The arctic oceans huge frozen landmass and sea ice extends 8.82 million sq miles in winter and drops down to 3.0 million sq miles in summer. There has been increasing evidence that this size is getting smaller during the past few years. As the ice cap melts, it remains as floating ice which shifts along with the currents and the winds. In oceanic travel the vagaries of shifting ice cannot be taken lightly . Our captain had indicated on the day of embarkation that circumnavigation may not be a possibility, due to sea ice blocking the meeting point of the Greenland Sea with the Arctic ocean around 78 deg N thus preventing access to the Barents Sea to complete our circumnavigation. The 60 odd passengers on board including myself were extremely disappointed for two reasons. First, a missed opportunity to cross the legendary latitude and second to miss the beautiful site of the permanent arctic ice cap about 50 feet thick, that extends all the way to the North pole about 550 miles away and beyond.
On the 7th day of our voyage, we were given the news that ice floes had shifted westwards and there was a two day window of opportunity to negotiate Moffen Island located at 80 Deg N. On July 21, 2014 at 10:10 PM I made this historic crossing. The expedition members served Bailey's on ice and all the passengers rejoiced to the blaring horns of the mighty ship.

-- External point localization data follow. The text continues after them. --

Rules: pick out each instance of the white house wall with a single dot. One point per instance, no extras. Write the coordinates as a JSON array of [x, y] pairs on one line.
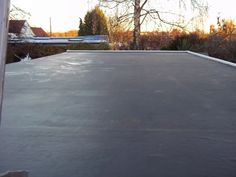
[[26, 31]]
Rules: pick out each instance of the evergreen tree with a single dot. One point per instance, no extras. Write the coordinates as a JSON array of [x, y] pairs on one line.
[[95, 23]]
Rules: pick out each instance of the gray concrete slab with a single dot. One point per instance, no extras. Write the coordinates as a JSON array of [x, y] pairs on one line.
[[120, 115]]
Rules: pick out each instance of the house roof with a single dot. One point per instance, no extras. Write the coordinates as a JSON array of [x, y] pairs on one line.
[[39, 32], [15, 26], [110, 113]]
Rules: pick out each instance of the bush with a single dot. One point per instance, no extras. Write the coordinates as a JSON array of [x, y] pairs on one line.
[[190, 41], [220, 47], [89, 46]]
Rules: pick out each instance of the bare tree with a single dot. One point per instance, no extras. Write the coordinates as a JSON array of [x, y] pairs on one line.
[[17, 13], [138, 11]]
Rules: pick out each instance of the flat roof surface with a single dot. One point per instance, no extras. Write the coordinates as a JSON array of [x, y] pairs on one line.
[[134, 114]]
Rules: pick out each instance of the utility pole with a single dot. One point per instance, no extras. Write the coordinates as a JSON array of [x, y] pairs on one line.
[[50, 21], [4, 13]]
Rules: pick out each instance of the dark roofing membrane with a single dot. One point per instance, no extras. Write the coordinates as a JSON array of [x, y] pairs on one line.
[[120, 115]]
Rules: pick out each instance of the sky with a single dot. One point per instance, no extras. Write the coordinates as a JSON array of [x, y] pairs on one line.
[[65, 14]]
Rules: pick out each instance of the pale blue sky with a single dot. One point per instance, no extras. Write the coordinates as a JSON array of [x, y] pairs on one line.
[[65, 14]]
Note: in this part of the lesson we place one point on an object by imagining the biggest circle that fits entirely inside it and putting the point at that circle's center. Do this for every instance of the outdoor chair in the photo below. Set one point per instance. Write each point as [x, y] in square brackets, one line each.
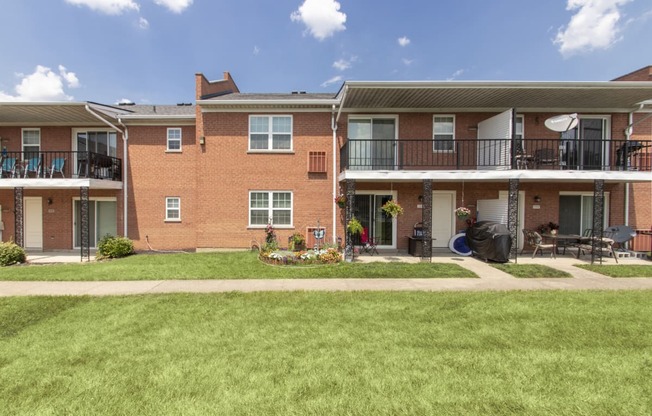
[545, 157]
[33, 165]
[534, 240]
[8, 167]
[367, 244]
[57, 166]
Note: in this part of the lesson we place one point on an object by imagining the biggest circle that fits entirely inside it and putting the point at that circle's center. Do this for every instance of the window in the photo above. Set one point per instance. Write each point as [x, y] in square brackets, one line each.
[443, 133]
[270, 133]
[31, 142]
[173, 209]
[267, 206]
[174, 140]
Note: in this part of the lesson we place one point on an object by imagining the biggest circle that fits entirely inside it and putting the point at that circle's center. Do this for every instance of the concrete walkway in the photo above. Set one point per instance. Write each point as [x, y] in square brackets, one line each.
[491, 279]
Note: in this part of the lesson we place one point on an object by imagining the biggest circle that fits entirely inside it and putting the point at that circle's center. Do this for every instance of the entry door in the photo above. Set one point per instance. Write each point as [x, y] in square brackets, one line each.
[33, 223]
[442, 218]
[368, 210]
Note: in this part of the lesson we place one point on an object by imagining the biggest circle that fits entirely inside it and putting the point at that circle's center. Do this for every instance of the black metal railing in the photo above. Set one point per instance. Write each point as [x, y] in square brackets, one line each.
[60, 164]
[497, 154]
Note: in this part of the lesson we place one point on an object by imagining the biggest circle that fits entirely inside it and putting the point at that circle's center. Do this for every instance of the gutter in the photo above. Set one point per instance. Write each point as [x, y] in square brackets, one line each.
[125, 136]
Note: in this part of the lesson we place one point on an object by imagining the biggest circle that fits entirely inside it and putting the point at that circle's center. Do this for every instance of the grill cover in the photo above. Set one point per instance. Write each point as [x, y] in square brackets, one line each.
[489, 240]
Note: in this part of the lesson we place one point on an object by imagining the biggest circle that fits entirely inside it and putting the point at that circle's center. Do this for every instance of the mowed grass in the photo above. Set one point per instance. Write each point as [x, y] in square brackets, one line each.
[344, 353]
[531, 270]
[619, 270]
[237, 265]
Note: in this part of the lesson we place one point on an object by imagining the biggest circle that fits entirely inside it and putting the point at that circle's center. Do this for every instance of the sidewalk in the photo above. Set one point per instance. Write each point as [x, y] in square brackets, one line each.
[491, 279]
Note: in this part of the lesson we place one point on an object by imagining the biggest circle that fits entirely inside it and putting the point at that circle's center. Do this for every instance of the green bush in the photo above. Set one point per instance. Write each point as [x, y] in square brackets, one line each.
[11, 253]
[114, 247]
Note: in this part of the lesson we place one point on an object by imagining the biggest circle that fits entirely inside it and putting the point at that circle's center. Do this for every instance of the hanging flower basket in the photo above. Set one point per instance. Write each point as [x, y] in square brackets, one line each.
[392, 208]
[340, 200]
[462, 213]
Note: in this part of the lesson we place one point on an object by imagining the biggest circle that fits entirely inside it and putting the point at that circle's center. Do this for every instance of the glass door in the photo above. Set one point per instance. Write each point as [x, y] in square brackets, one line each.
[368, 210]
[372, 143]
[102, 220]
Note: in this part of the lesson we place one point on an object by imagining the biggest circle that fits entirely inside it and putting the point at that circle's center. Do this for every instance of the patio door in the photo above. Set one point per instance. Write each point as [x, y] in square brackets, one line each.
[102, 220]
[372, 143]
[585, 146]
[367, 209]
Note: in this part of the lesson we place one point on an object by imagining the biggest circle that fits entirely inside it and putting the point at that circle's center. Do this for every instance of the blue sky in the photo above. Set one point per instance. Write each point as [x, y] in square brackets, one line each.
[147, 51]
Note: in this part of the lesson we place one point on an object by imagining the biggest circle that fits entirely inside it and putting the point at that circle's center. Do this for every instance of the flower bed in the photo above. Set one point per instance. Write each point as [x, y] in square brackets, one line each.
[323, 256]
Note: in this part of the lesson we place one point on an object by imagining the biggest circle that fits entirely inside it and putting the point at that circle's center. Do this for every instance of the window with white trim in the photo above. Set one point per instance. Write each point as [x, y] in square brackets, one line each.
[31, 142]
[174, 139]
[270, 206]
[443, 133]
[173, 208]
[270, 133]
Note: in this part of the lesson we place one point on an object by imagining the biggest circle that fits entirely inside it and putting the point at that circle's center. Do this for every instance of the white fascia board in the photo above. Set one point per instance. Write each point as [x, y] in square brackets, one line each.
[496, 175]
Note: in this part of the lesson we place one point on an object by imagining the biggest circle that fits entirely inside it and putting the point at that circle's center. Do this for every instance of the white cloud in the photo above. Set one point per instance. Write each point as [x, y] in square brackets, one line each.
[176, 6]
[321, 17]
[43, 85]
[331, 81]
[593, 26]
[113, 7]
[344, 64]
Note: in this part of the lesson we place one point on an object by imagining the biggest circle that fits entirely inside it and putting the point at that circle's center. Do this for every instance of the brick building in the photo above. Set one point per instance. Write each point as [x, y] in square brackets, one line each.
[213, 173]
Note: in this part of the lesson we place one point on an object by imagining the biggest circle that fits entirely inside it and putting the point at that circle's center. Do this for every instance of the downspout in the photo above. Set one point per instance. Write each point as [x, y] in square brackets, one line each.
[334, 128]
[125, 135]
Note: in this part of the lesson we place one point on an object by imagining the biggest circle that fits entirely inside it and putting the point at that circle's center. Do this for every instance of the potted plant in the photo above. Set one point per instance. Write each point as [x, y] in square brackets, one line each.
[340, 200]
[354, 226]
[297, 242]
[392, 208]
[462, 213]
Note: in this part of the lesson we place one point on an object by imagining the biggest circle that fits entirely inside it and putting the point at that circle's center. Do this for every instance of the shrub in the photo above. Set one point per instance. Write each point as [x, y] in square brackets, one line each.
[11, 253]
[114, 247]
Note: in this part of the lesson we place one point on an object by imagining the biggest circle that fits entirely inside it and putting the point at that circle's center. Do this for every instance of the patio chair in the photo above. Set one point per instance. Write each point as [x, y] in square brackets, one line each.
[367, 244]
[33, 165]
[534, 240]
[545, 157]
[57, 166]
[8, 167]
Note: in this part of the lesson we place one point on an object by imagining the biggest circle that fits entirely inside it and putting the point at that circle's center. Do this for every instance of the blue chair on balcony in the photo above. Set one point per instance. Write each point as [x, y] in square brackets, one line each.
[57, 166]
[8, 167]
[33, 165]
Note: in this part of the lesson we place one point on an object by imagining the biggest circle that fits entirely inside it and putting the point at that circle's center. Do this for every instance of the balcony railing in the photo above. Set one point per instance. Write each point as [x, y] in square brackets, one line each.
[496, 154]
[60, 165]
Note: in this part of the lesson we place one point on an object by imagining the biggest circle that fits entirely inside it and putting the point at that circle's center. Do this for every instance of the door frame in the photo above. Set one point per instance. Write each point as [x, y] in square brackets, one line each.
[74, 214]
[394, 195]
[453, 193]
[25, 222]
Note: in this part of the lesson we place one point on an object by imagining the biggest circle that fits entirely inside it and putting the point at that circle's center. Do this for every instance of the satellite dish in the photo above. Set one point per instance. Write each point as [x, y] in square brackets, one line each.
[621, 233]
[562, 123]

With a GPS locator on an Ipad placed on the bow of the ship, we took pictures of ourselves crossing a landmark only a few thousand have ever attempted.
Within a few minutes of reaching the apogee of our polar transit, the magnificent polar ice cap was visible a good 5 km away. To the uninitiated, it looked like a distant glacier, but a view from the bridge and as seen in my photographs, one could see the limitless expanse of ice that I am afraid will be nonexistent in summer over the next 50 years. With the possibility of the Northwest passage being open year round perhaps with three decades, one can imagine the industrial development around the polar regions which we all know ultimately leads to mining, pollution and blight.
Born in the rain forested region of Southern India(10.77 deg N) I had made it a point to visit some of the major rain forest eco systems in the world during the past 25 years. Little did I realize that the stark and majestic beauty of the polar regions would ultimately overwhelm my senses. My polar bug has indeed bitten me deep. In 2015, I am planning a trip from Nunavut/ Baffin Island area of the Canadian Arctic to the west coast of Greenland. The Davis strait that separates Canada from Greenland has some of the largest icebergs in the northern hemisphere. Another trip in the oven is to visit the distant south Georgia Islands in the Antarctic convergence while making another stab at Antarctica.